L’une des principales sources d’innovation est évidemment les neurosciences. Ce n’est pourtant pas la seule. Un débat, qui frise souvent la polémique, sépare ceux (en général des neurobiologistes) pour lesquels c’est le retour à la tradition physiologique du xixe siècle qui a permis à la psychologie de retrouver le chemin de la science authentique (pour eux, les neurosciences sont la véritable locomotive des sciences cognitives) de ceux qui, tout en admettant sans réticence que l’étude du cerveau apporte un renfort essentiel aux méthodes de la psychologie, accordent aux linguistes et aux philosophes un rôle non moins essentiel. Celui de la philosophie est peut-être le plus central, dans la mesure où, en reprenant les problèmes traditionnels de la théorie de la connaissance, elle s’efforce d’interagir avec les psychologues, les neurobiologistes, les informaticiens, les roboticiens, les linguistes, les logiciens, les anthropologues ...., et les encourage à interagir entre eux.

 

Hypothèse princeps

Tout ce monde-là travaille autour d’une même hypothèse : celle de la double description. C’est l’idée que les mêmes faits doivent pouvoir être décrits comme une chaîne causale de phénomènes physiques, mais aussi comme une suite réglée de phénomènes mentaux. Supposer une identité entre tout phénomène mental et certains phénomènes physiques n’oblige pas à considérer, inversement, à l’instar du panpsychisme, tout phénomène physique comme un phénomène mental : une cascade ne donne pas lieu à une description psychologique plausible. Les sciences cognitives se défient des sauts vertigineux, elles cherchent à demeurer au plus près de la connaissance commune, d’un côté, de la bonne pratique scientifique, de l’autre ; sans se dissimuler que des choix ontologiques drastiques sont à faire. D’autre part, l’identité principielle entre un processus psychologique singulier et un complexe singulier de processus physiques ne nous engage ni sur la voie d’un physicalisme étroit, ni sur celle du réductionnisme. Le physicalisme étroit est évité dès lors qu’on s’autorise à faire appel non aux seules ressources de la physique mathématique fondamentale, mais à la chimie, à la biochimie, à la biologie, à toutes les disciplines intermédiaires qui touchent à la fois au vivant et aux systèmes physiques complexes.

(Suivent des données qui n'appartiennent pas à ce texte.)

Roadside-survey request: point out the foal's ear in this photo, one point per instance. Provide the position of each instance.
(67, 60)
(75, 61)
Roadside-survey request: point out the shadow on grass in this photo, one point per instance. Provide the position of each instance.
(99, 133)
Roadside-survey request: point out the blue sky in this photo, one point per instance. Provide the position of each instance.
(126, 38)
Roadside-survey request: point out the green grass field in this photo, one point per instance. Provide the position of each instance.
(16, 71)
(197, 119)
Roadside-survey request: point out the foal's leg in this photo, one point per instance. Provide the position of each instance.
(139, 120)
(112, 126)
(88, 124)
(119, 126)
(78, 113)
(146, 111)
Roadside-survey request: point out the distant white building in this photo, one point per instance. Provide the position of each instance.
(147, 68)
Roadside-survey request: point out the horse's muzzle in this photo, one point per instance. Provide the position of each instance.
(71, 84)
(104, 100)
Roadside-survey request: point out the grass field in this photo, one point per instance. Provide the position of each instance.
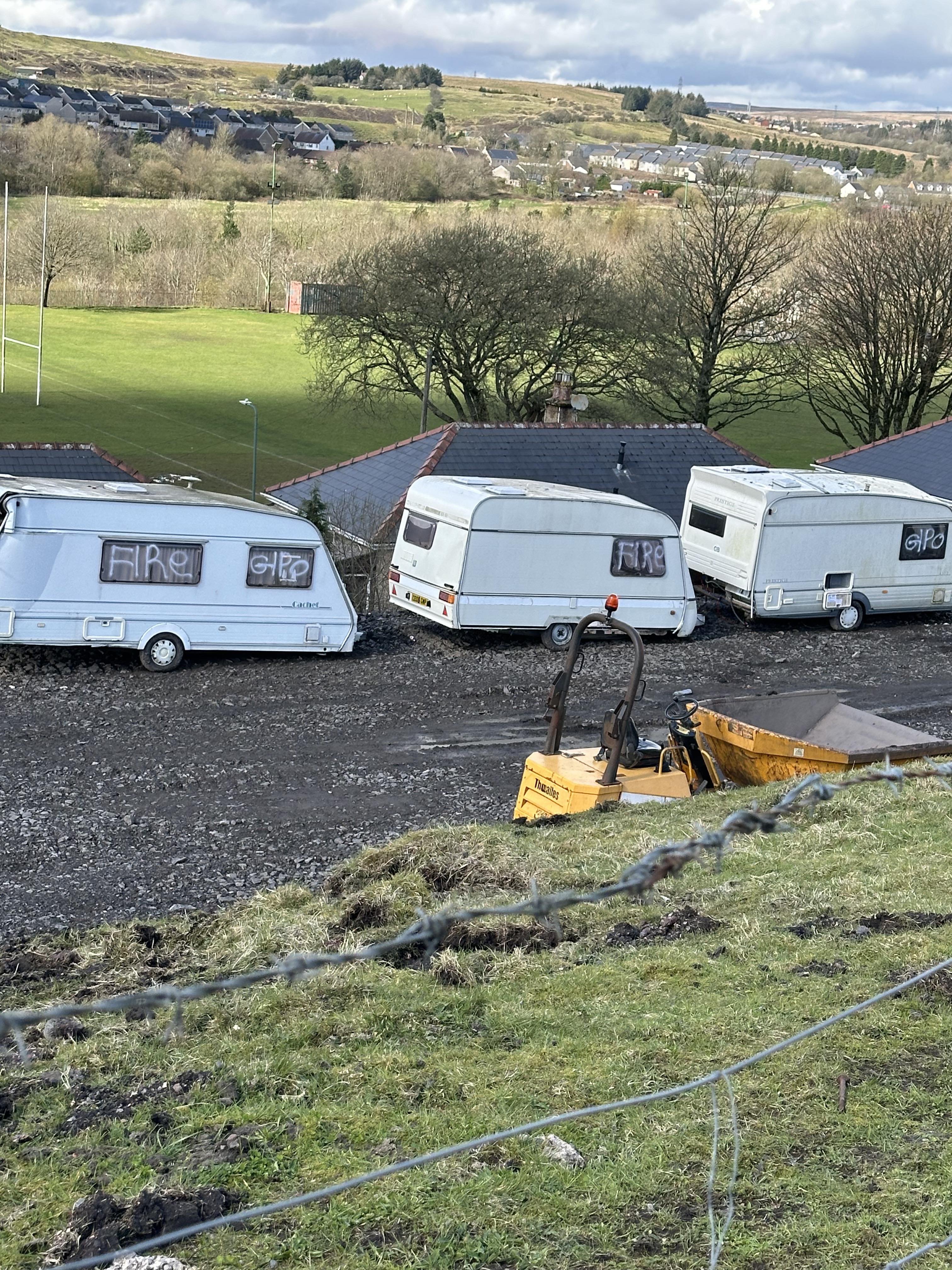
(294, 1088)
(161, 390)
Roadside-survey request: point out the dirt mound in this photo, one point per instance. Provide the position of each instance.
(106, 1223)
(32, 966)
(91, 1105)
(673, 926)
(828, 970)
(503, 938)
(878, 924)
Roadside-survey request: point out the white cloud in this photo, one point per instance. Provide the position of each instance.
(848, 53)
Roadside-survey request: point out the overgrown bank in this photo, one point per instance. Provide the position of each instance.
(286, 1089)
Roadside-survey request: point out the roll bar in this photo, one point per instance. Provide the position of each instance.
(559, 693)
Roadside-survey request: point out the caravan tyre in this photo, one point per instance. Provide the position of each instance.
(163, 653)
(558, 636)
(848, 619)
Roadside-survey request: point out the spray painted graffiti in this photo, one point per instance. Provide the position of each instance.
(166, 563)
(281, 567)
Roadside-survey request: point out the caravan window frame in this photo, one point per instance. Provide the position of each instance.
(421, 520)
(922, 548)
(699, 515)
(162, 545)
(261, 577)
(647, 550)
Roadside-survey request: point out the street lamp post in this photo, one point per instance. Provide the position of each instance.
(254, 450)
(273, 186)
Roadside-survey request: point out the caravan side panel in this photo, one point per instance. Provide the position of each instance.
(807, 540)
(516, 580)
(722, 529)
(54, 577)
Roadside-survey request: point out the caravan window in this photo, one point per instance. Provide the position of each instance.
(281, 567)
(711, 523)
(638, 558)
(923, 543)
(419, 530)
(177, 564)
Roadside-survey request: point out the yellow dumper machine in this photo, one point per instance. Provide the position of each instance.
(745, 741)
(624, 768)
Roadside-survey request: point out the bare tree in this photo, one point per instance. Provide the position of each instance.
(68, 243)
(501, 308)
(717, 312)
(878, 341)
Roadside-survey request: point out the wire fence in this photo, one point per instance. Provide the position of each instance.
(429, 931)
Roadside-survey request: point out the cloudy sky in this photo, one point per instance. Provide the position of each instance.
(879, 54)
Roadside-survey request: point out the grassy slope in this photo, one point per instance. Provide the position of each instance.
(161, 390)
(113, 65)
(374, 1062)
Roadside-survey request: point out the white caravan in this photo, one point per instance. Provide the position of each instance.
(480, 554)
(163, 569)
(805, 544)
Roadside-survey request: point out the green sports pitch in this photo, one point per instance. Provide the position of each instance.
(161, 389)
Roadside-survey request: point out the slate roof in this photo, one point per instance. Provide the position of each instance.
(658, 461)
(922, 456)
(63, 461)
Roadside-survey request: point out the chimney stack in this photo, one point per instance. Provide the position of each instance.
(559, 408)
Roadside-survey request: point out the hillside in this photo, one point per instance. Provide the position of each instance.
(286, 1089)
(471, 103)
(101, 64)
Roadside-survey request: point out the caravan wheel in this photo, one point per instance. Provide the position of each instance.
(558, 636)
(163, 653)
(848, 619)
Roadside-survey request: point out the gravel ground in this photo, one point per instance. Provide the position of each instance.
(133, 794)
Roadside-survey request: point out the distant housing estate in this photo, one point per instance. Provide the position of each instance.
(155, 117)
(686, 161)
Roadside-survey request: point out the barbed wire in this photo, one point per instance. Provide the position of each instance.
(910, 1256)
(488, 1140)
(431, 930)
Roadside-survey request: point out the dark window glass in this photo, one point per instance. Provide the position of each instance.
(281, 567)
(711, 523)
(177, 564)
(638, 558)
(923, 543)
(419, 530)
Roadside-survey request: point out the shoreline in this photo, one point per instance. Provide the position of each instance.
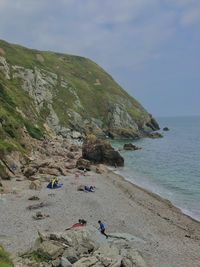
(157, 196)
(167, 235)
(149, 190)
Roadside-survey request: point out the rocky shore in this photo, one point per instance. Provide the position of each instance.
(163, 236)
(143, 228)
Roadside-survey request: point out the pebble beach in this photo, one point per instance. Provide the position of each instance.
(164, 235)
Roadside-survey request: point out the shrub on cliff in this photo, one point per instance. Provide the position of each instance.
(5, 260)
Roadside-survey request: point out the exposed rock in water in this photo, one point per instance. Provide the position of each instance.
(155, 135)
(83, 164)
(84, 247)
(131, 147)
(100, 151)
(165, 129)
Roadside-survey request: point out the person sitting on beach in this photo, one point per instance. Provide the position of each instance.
(81, 223)
(53, 183)
(86, 188)
(102, 229)
(89, 188)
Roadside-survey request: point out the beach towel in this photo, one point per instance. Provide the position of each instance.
(55, 187)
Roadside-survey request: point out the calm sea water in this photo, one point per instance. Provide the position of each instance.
(169, 166)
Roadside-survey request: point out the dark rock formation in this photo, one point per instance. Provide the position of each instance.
(155, 135)
(131, 147)
(99, 151)
(165, 129)
(83, 164)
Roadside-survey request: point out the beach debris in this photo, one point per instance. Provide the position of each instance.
(34, 198)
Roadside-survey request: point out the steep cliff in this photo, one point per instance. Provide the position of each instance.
(46, 93)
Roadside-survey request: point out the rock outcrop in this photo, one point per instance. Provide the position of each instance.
(130, 147)
(100, 151)
(84, 247)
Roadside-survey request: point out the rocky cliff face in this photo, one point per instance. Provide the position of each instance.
(48, 93)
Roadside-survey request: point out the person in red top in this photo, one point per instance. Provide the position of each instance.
(102, 229)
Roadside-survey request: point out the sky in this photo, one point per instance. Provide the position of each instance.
(150, 47)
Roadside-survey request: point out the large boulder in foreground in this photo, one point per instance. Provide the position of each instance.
(100, 151)
(85, 247)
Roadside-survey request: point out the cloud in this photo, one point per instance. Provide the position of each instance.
(113, 32)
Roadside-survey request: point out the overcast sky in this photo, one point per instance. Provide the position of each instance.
(150, 47)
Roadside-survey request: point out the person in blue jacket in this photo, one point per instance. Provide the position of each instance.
(102, 229)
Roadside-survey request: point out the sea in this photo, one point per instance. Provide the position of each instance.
(168, 166)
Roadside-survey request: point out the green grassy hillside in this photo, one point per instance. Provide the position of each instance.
(67, 93)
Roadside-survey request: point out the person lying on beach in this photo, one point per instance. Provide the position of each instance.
(81, 223)
(102, 229)
(89, 188)
(54, 184)
(86, 188)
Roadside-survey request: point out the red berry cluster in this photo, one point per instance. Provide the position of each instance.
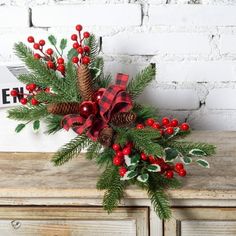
(83, 50)
(33, 90)
(166, 126)
(47, 55)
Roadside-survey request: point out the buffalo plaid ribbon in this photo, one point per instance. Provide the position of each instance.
(115, 99)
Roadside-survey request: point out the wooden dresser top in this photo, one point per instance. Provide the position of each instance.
(26, 175)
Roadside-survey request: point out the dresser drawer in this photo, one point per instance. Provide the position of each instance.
(202, 222)
(73, 221)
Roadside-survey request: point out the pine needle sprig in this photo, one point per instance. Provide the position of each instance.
(141, 81)
(70, 150)
(28, 113)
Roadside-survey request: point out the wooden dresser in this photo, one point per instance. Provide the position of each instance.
(41, 200)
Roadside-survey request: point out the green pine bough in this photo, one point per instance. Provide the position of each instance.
(133, 148)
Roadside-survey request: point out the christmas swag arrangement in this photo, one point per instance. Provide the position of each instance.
(121, 135)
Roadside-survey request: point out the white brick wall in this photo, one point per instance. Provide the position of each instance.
(193, 46)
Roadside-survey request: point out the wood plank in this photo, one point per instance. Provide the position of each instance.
(31, 175)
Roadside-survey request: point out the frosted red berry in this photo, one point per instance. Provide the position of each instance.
(30, 39)
(122, 171)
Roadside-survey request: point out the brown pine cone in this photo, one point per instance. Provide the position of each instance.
(64, 108)
(122, 119)
(85, 84)
(106, 136)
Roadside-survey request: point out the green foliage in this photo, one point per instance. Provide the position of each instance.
(141, 81)
(70, 150)
(28, 113)
(53, 123)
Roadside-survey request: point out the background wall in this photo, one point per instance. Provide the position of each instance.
(192, 42)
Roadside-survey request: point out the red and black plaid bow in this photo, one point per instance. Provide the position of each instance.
(115, 99)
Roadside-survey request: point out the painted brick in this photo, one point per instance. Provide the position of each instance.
(14, 17)
(155, 43)
(221, 99)
(89, 14)
(170, 99)
(192, 14)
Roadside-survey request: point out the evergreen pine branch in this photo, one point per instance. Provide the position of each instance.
(184, 147)
(114, 193)
(141, 81)
(27, 113)
(53, 123)
(70, 150)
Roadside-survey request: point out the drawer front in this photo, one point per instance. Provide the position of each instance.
(72, 221)
(201, 222)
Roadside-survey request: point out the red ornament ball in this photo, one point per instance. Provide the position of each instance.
(179, 166)
(116, 147)
(78, 27)
(165, 121)
(184, 127)
(97, 96)
(169, 174)
(87, 108)
(14, 93)
(30, 39)
(74, 37)
(149, 122)
(117, 161)
(122, 171)
(23, 101)
(182, 173)
(86, 34)
(41, 42)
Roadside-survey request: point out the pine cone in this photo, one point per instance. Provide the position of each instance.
(123, 118)
(106, 136)
(85, 84)
(64, 108)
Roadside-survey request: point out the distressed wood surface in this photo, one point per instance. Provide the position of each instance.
(26, 175)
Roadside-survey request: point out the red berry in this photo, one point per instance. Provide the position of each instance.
(170, 130)
(14, 93)
(143, 156)
(36, 46)
(182, 172)
(122, 171)
(78, 27)
(174, 123)
(75, 45)
(156, 125)
(127, 151)
(74, 37)
(165, 121)
(37, 56)
(41, 42)
(34, 102)
(139, 126)
(85, 60)
(120, 154)
(116, 147)
(30, 39)
(61, 68)
(75, 60)
(50, 64)
(169, 174)
(86, 48)
(149, 121)
(184, 127)
(49, 51)
(179, 166)
(86, 34)
(60, 60)
(23, 101)
(80, 50)
(117, 161)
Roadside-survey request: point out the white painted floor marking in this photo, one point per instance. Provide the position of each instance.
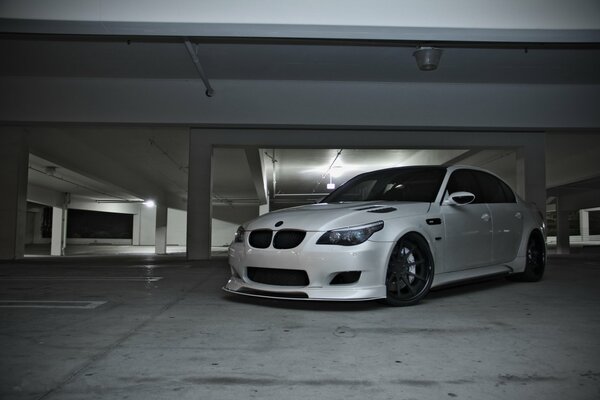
(86, 305)
(82, 278)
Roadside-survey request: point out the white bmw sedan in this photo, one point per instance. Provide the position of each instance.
(391, 234)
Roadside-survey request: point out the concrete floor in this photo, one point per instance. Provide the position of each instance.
(161, 328)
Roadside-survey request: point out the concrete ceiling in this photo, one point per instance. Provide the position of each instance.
(140, 162)
(298, 60)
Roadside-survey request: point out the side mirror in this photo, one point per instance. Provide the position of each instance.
(460, 199)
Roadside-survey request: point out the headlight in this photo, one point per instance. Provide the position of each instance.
(350, 236)
(239, 235)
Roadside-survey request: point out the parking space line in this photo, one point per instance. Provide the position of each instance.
(82, 278)
(86, 305)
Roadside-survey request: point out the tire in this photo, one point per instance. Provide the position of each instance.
(410, 271)
(535, 260)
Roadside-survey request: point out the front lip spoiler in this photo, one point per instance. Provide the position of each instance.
(287, 295)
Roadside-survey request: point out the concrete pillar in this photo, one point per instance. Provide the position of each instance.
(263, 208)
(59, 220)
(135, 237)
(199, 217)
(37, 227)
(563, 245)
(531, 172)
(160, 237)
(14, 165)
(584, 225)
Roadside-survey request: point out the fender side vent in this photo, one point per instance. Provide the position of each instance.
(384, 210)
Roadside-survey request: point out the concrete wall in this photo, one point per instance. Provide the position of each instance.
(361, 19)
(176, 227)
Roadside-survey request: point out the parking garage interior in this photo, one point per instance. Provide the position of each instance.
(134, 142)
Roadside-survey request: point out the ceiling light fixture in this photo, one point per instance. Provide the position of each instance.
(428, 58)
(330, 185)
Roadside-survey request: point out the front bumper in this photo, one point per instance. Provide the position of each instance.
(320, 262)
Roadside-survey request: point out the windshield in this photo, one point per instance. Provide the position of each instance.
(399, 184)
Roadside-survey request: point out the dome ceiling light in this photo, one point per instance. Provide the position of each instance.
(428, 58)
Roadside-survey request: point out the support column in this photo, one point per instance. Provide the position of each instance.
(14, 165)
(563, 245)
(161, 229)
(531, 172)
(199, 217)
(584, 225)
(59, 227)
(135, 239)
(57, 245)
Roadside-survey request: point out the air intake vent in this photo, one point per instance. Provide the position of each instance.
(278, 277)
(288, 239)
(261, 239)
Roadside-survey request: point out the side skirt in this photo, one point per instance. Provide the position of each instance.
(473, 274)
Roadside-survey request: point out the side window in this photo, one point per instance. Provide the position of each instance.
(508, 193)
(358, 192)
(463, 180)
(493, 189)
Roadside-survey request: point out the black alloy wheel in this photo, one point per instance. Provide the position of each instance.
(410, 271)
(535, 260)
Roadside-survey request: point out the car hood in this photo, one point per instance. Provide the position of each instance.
(326, 216)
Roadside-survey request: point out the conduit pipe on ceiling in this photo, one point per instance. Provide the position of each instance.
(193, 50)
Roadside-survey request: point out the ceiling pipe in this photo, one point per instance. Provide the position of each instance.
(193, 50)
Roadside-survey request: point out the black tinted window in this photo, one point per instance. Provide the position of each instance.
(490, 187)
(403, 184)
(486, 188)
(463, 180)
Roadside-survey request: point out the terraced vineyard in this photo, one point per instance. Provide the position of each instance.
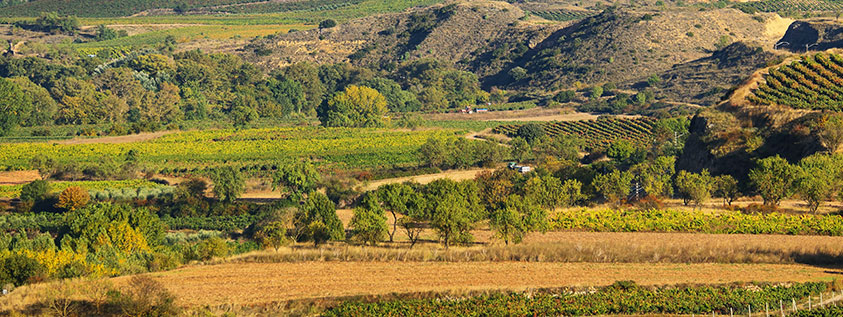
(596, 134)
(563, 15)
(812, 83)
(787, 7)
(10, 191)
(105, 8)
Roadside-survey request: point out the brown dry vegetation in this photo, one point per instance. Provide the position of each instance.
(533, 114)
(262, 283)
(595, 247)
(18, 177)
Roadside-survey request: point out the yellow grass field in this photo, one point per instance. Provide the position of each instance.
(264, 283)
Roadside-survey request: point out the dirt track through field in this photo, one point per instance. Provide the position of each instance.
(118, 139)
(457, 175)
(18, 177)
(260, 283)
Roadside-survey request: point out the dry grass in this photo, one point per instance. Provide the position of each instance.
(534, 114)
(262, 283)
(140, 137)
(18, 177)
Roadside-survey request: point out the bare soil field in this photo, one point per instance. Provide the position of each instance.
(594, 247)
(118, 139)
(534, 114)
(263, 283)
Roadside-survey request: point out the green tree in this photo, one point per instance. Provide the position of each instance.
(596, 92)
(830, 131)
(531, 132)
(228, 184)
(43, 106)
(355, 107)
(613, 186)
(73, 198)
(516, 217)
(13, 106)
(620, 150)
(19, 269)
(818, 180)
(368, 223)
(53, 22)
(395, 198)
(453, 208)
(307, 75)
(726, 187)
(774, 178)
(327, 24)
(520, 149)
(296, 179)
(436, 152)
(397, 99)
(104, 33)
(655, 175)
(316, 220)
(35, 191)
(550, 192)
(694, 187)
(289, 95)
(102, 225)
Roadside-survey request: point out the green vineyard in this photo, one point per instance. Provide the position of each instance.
(562, 15)
(595, 134)
(790, 6)
(106, 8)
(811, 83)
(248, 150)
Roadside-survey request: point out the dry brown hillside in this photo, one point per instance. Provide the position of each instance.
(450, 33)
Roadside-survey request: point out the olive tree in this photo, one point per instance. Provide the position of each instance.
(516, 217)
(228, 184)
(453, 208)
(694, 187)
(296, 179)
(369, 222)
(819, 179)
(613, 186)
(316, 220)
(774, 178)
(726, 187)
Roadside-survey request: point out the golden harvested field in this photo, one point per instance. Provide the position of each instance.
(594, 247)
(263, 283)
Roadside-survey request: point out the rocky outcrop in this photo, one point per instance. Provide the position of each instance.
(802, 36)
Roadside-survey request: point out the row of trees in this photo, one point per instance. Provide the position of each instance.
(154, 87)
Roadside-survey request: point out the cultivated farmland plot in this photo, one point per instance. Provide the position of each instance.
(598, 133)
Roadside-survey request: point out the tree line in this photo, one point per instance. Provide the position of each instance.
(151, 88)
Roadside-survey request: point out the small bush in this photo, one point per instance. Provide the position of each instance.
(73, 198)
(144, 297)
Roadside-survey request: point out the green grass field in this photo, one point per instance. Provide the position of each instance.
(194, 151)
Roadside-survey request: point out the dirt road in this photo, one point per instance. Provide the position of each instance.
(257, 283)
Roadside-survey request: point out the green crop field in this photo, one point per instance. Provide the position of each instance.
(55, 187)
(790, 7)
(192, 33)
(105, 8)
(598, 133)
(255, 148)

Le réductionnisme est écarté si nous reconnaissons que pour décrire systématiquement les relations entre les états et les processus mentaux, pour dégager leur intelligibilité, nous ne pouvons pas nous contenter du vocabulaire de la physique, fût-il augmenté de celui des neurosciences, de la chimie, etc.

L’idée est donc celle d’un programme naturaliste, ou matérialiste, mais non réductionniste. Une belle idée, même si on peut discuter ensuite. Certains (Jaegwon Kim par exemple, ou David Lewis) estiment qu’elle est trop belle pour être vraie, c’est-à-dire tout simplement cohérente. Elle a cependant, sous un certain angle, une sorte d’incontournabilité. Sa composante la plus forte est le naturalisme, qui prend deux formes complémentaires. Le système nerveux central, en tant que siège de la cognition, est en effet un système naturel en deux sens : il est fait d’une « denrée physique », et non de poudre spirituelle ; et il appartient à l’ordre de la nature, au sens des naturalistes (nous sommes, après tout, des animaux, produits par l’évolution naturelle). La composante la moins forte est le non-réductionnisme. Affirmer qu’on ne peut pas ramener les descriptions systématiques produites par une science de la cognition au vocabulaire de la physique, de la chimie, peut se comprendre comme un simple aveu d’impuissance, une panne d’imagination scientifique. Chomsky, en lequel beaucoup voient, à juste titre, l’un des pères de la “révolution cognitive”, doute même que nous sachions ce que nous cherchons ici, car depuis Newton, l’évidence du mécanisme s’est dissoute dans l’action à distance et la prolifération baroque des engagements ontologiques de la physique. Ainsi, selon lui, nous n’aurions pas la moindre idée de ce que serait une –“réduction” du cognitif au physique.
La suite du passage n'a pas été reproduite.